The elements of the service will exalt Jesus’ identity as the virgin-born Son of God who came to “save his people from their sins.”
PREPARATION FOR WORSHIP
Call to Worship: Galatians 4:4-7
Hymn 89 Angels We Have Heard On High
Note: “Gloria in excelsis deo” is a Latin quotation of the announcement made by the angels to the shepherd on the night of Jesus’ birth: “Glory to God in the highest.” It is both an appropriate description of Jesus’ coming (glory displayed) and our response (glory proclaimed).
Worship through Giving
Hymn 103 What Child Is This?
Notes: We sense the wonder of the events of the first Christmas—what child is this? He appears as any other child, but “angels greet” him with “anthems sweet.” The chorus answers our wondering question, “This, this is Christ, the King.”
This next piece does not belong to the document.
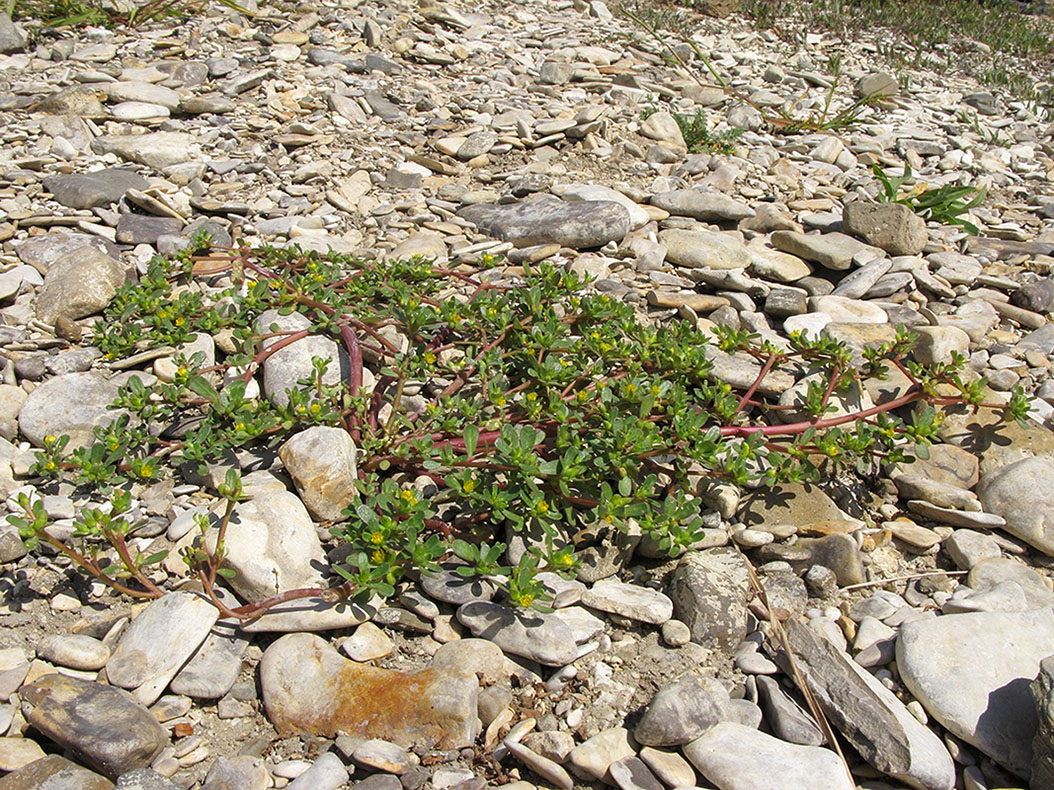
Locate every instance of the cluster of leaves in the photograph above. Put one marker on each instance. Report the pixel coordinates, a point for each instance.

Scripture Reading John 1:1-18
Note: Matthew and Luke begin their accounts of the life of Christ with the story of his birth. Mark begins with Jesus’ emergence into public ministry. John, however, places the beginning of the story of Jesus in eternity past, a truth that establishes the uniqueness of the Christ child.
In the beginning was the Word,
and the Word was with God,
and the Word was God.
Hymn Insert Of the Father’s Love Begotten
Note: This theologically rich Christmas carol tells the story with the appropriate starting point: the eternal Son of God, “Alpha and Omega.” He was conceived by the Holy Spirit and came to be the Savior of our race, the world’s redeemer.
Message: What Child Is This?
Text: Matthew 1:18-25
Pastor Steven Thomas
Hymn 90 Hark! The Herald Angels Sing
Note: Charles Wesley’s hymn ascribes glory to Christ because he came to make it possible for God and sinners to be reconciled. Specifically, he came to “efface” the marred image of Adam we all bear and replace it with the perfect image of the Second Adam, Jesus Christ.
Choir Joy to the World
Note: Isaac Watts’ famous hymn describes Christ’s reign in his future kingdom. His first coming was a prelude to Christ’s future eradication of the effects of sin and expresses our longing for the day when all nations will extol the “glories of his righteousness.” This is the climax of our glorious gospel message.